しばらく平地を走行していると、カメさんチームから無線が入った。

 

 

『西住ちゃん、こっち、さっきので履帯にガタが来てたみたい。取り敢えず、なんとか修理してみるから、先に行っててよ』

「分かりました。待ちます」

『⋯⋯へ? いやいやいや、だって小山も川嶋も直し方わかんないんだよ? 絶対に時間かかるって』

 

 

困惑した様子ではあるが、そんなことを気にしている暇はない。時間が無いのだ。知波単学園の強みは何も練度だけじゃない。機動力においても、こちらを上回る。モタモタしていてはすぐに追いつかれてしまう。
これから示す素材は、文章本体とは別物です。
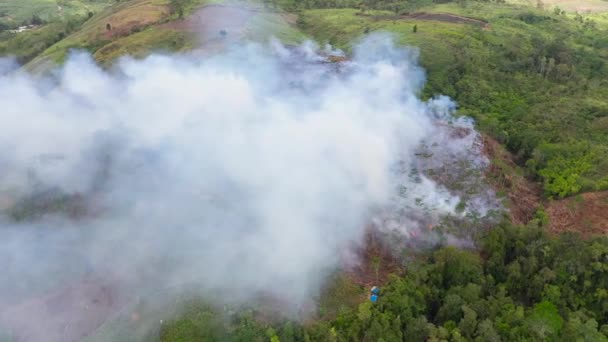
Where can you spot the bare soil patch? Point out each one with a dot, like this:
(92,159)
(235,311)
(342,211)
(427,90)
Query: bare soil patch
(443,17)
(524,195)
(586,214)
(65,314)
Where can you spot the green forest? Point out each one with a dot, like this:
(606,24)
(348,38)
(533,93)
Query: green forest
(534,78)
(523,285)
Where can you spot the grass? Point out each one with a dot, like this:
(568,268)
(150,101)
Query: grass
(140,44)
(265,25)
(124,18)
(497,77)
(16,12)
(581,6)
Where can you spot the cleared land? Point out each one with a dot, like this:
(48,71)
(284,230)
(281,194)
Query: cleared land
(584,6)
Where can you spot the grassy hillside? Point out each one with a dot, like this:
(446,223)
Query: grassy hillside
(534,80)
(16,12)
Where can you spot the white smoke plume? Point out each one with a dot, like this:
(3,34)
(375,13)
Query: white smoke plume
(246,172)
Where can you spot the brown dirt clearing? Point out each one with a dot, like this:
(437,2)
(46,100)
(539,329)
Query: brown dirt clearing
(217,23)
(586,214)
(443,17)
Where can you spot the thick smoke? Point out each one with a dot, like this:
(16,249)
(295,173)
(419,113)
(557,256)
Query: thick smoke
(249,172)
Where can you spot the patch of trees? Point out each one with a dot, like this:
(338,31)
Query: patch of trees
(523,286)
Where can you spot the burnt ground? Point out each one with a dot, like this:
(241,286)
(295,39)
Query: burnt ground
(216,24)
(65,314)
(443,17)
(586,214)
(524,195)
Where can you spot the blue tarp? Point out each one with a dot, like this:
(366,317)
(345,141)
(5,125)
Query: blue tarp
(373,298)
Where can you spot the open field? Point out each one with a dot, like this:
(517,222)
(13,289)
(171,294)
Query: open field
(16,12)
(580,6)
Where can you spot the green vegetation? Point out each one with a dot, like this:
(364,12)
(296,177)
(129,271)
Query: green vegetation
(534,80)
(15,13)
(527,287)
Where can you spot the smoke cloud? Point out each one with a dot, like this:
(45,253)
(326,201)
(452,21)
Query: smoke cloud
(247,172)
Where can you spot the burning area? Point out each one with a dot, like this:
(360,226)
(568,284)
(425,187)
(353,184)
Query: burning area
(253,171)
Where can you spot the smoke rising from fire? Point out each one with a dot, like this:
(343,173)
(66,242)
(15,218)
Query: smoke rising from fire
(248,172)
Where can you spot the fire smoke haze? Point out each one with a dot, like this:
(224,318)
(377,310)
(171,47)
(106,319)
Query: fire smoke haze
(250,171)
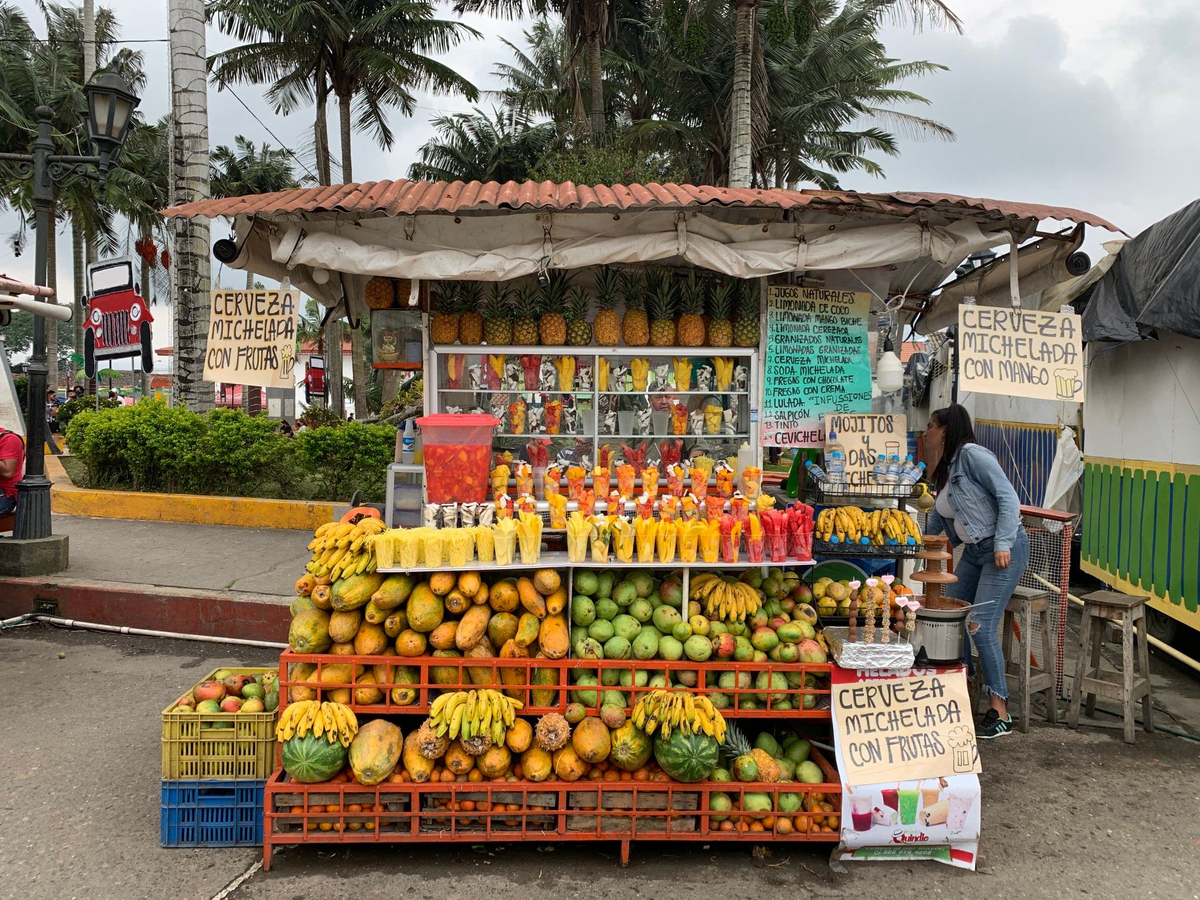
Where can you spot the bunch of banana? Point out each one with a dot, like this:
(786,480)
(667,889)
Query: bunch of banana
(724,600)
(691,714)
(340,549)
(465,714)
(334,721)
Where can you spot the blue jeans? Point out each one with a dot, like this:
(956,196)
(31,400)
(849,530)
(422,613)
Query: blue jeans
(981,581)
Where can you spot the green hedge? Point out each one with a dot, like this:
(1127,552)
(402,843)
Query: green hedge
(150,447)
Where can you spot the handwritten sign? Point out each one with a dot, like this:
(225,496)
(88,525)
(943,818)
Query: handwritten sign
(252,337)
(817,361)
(868,438)
(1021,353)
(905,729)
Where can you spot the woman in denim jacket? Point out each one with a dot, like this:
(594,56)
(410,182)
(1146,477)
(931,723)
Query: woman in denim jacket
(978,509)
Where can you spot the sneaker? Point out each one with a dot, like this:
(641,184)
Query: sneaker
(993,726)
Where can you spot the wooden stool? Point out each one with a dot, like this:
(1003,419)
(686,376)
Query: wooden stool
(1027,603)
(1099,607)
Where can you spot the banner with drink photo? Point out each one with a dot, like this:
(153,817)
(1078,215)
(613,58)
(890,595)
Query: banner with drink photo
(915,724)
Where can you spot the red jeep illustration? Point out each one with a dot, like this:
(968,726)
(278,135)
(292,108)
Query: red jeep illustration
(118,317)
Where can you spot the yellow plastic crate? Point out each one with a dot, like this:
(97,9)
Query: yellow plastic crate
(233,747)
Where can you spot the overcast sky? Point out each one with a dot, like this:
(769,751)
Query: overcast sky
(1085,103)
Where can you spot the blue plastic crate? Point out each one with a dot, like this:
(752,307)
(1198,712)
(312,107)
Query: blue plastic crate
(211,814)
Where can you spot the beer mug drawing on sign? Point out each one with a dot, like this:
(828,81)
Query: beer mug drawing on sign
(1067,384)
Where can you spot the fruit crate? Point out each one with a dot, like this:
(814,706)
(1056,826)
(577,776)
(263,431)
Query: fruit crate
(223,747)
(211,814)
(516,676)
(543,811)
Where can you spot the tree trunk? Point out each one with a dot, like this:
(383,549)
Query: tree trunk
(739,119)
(190,183)
(595,87)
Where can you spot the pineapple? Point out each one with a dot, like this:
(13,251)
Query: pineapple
(444,325)
(691,309)
(663,292)
(606,325)
(745,329)
(748,763)
(525,329)
(552,325)
(579,329)
(635,328)
(720,304)
(471,322)
(498,317)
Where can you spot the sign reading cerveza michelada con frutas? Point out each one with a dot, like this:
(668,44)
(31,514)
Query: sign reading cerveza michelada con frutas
(817,361)
(252,337)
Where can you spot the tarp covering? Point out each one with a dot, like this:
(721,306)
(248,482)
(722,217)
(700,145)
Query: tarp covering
(1153,285)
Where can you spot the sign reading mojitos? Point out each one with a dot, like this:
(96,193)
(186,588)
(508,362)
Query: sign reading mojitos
(1021,353)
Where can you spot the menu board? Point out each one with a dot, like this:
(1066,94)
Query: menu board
(1021,353)
(817,361)
(252,337)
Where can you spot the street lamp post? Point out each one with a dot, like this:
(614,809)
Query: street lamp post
(111,106)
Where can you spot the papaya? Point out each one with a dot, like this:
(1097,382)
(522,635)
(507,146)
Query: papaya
(473,627)
(393,592)
(376,750)
(395,623)
(425,610)
(495,762)
(371,640)
(511,677)
(442,583)
(442,637)
(309,631)
(373,615)
(469,583)
(343,625)
(354,592)
(527,629)
(501,628)
(535,763)
(557,601)
(569,765)
(545,677)
(411,643)
(403,695)
(546,581)
(417,766)
(457,760)
(447,676)
(301,672)
(555,636)
(591,741)
(484,677)
(322,597)
(504,597)
(531,599)
(456,603)
(366,693)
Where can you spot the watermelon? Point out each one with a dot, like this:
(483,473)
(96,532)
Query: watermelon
(311,759)
(687,757)
(630,748)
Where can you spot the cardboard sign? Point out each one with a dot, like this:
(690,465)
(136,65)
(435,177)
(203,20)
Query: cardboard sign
(817,361)
(868,438)
(904,729)
(252,337)
(1021,353)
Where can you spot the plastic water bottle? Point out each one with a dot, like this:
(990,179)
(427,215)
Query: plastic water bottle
(835,469)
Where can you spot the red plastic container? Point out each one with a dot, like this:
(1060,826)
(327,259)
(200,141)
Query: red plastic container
(457,454)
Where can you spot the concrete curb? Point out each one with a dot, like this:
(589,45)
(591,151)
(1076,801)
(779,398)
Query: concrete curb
(191,509)
(227,613)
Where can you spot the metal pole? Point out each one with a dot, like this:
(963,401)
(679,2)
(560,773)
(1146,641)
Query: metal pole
(34,490)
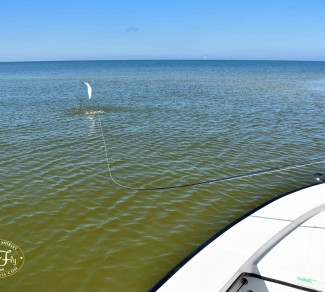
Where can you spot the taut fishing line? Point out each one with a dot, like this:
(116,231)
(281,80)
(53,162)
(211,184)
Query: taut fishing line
(212,181)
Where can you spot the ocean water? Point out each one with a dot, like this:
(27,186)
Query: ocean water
(165,123)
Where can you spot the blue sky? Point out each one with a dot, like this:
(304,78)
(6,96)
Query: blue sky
(179,29)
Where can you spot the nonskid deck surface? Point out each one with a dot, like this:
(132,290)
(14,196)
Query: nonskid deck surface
(283,241)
でも、ここでカメさんチームを置いて行ってしまったら、私は必ず後悔する。後悔だけはしたくない。

だから待つ。

 

 

「私の戦車道は、皆で戦う戦車道です。誰一人だって見捨てちゃいけないんです」

「それでこそ、西住殿です!」

「うんうん! やっぱり、みぽりんはそうじゃなきゃね! みぽりんだからこそ、私達をここまで引っ張ってこれたんだよ!」

『⋯⋯そっか。西住ちゃん、ありがと。おーい、かーしま! さっさと履帯修理するぞー! てことでさ、頑張ってみるから少し待っててね』

「はい」

 

 

そうだ。勝つことだけが戦車道の大切じゃない。私は、私の道を貫く。私の戦車道を往く。

 

次に目指すのは橋だ。橋で決着を付けられなくても、出来る限りの戦力を倒す。そうしないと市街地に入った時、私達は圧倒的に不利になる。

 

油断は出来ない戦いだけど、負けられない想いがある。背負うものがあって、背負う覚悟はしてきたつもりだ。

だから、と言うわけじゃないけど、私だけでも余裕を持ち続けるのは間違っていないだろう。気付くこと、学ぶことばかり。それでも、日々勝利のためだけに戦ってきたあの時とは違って、今が一番楽しい。

 

この皆との戦車道を、失いたくない。